NY AG probes if Trump pumped up value of estate, assets
New York – New York’s Democratic attorney general asked a court Monday to enforce subpoenas issued as part of her investigation into whether President Donald Trump or his businesses lied about the value of a sprawling suburban estate and other assets in order to get loans or tax benefits.
Attorney General Letitia James said that her civil investigation of potential fraud in Trump’s business dealings, which began last year, has been held up by a lack of cooperation from the president and his family. The petition seeking the court’s intervention was filed after lawyers for one of the president’s sons, Eric Trump, abruptly cancelled his planned interview with investigators late last month. James is seeking to compel Eric Trump’s testimony.
“For months, the Trump Organization has made baseless claims in an effort to shield evidence from a lawful investigation into its financial dealings,” James said in a statement. “They have stalled, withheld documents, and instructed witnesses, including Eric Trump, to refuse to answer questions under oath. That’s why we’ve filed a motion to compel the Trump Organization to comply with our office’s lawful subpoenas for documents and testimony. These questions will be answered and the truth will be uncovered, because no one is above the law.”
The court petition was made on the first day of the Republican National Convention, just as the party was nominating Trump for re-election, and the president’s company immediately dismissed it as a political stunt.
The filing in state trial court in New York City names the Trump Organization, an umbrella group for the Republican president’s holdings, along with other business entities, Eric Trump and Seven Springs, a 212-acre (0.9-square-kilometer) New York estate owned by the Trump family. The AG’s investigation centers on whether the Trump Organization and the president improperly inflated the value of assets to secure loans and obtain economic and tax benefits.
One “significant” focus of the investigation is whether the Trump Organization and its agents improperly inflated the value of the Seven Springs estate north of the city in Westchester County.
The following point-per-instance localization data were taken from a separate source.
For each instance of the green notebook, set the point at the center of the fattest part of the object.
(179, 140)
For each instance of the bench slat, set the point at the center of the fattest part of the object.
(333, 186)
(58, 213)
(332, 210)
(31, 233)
Valuations of Seven Springs were used to claim an apparent $21.1 million tax deduction for donating a conservation easement and in submissions to financial institutions calculating Trump’s net worth, according to court filings.
Investigators have not yet determined whether the law was broken, which was noted by the Trump Organization in a scathing public response Monday.
“While we have tried to cooperate in good faith with the investigation at every turn, the NYAG’s continued harassment of the company as we approach the election (and filing of this motion on the first day of the Republican National Convention) once again confirms that this investigation is all about politics,” according to an emailed statement from the organization. “We will respond to this motion as appropriate.”
The White House referred questions to the Trump Organization.
The president last year accused New York’s governor and attorney general of “harassing all of my New York businesses in search of anything at all they can find to make me look as bad as possible.”
The investigation was launched in March 2019 after Trump’s longtime personal lawyer Michael Cohen told Congress that Trump had inflated the value of his assets to obtain more favorable terms for loans and insurance coverage.
Since then, the attorney general’s office has issued “a number of subpoenas and has taken testimony seeking information material to these matters,” the court filing said.
James’ office issued subpoenas to the Trump Organization and to Seven Springs LLC in December 2019, seeking financial documents, the filing said. Since then, both have “engaged in extensive good-faith discussions concerning the Trump Organization’s compliance with the subpoenas.” But the two sides are now at an impasse, according to the court filings, which were partially sealed.
The attorney general’s office is also attempting to collect information about several other Trump-related properties, including the Trump National Golf Club near Los Angeles, the Trump International Hotel and Tower in Chicago and an office building on Wall Street in Manhattan where the Trump Organization “owns a ‘ground lease’ pertaining to the property.”
Hill reported from Albany, N.Y. Balsamo reported from Washington, D.C.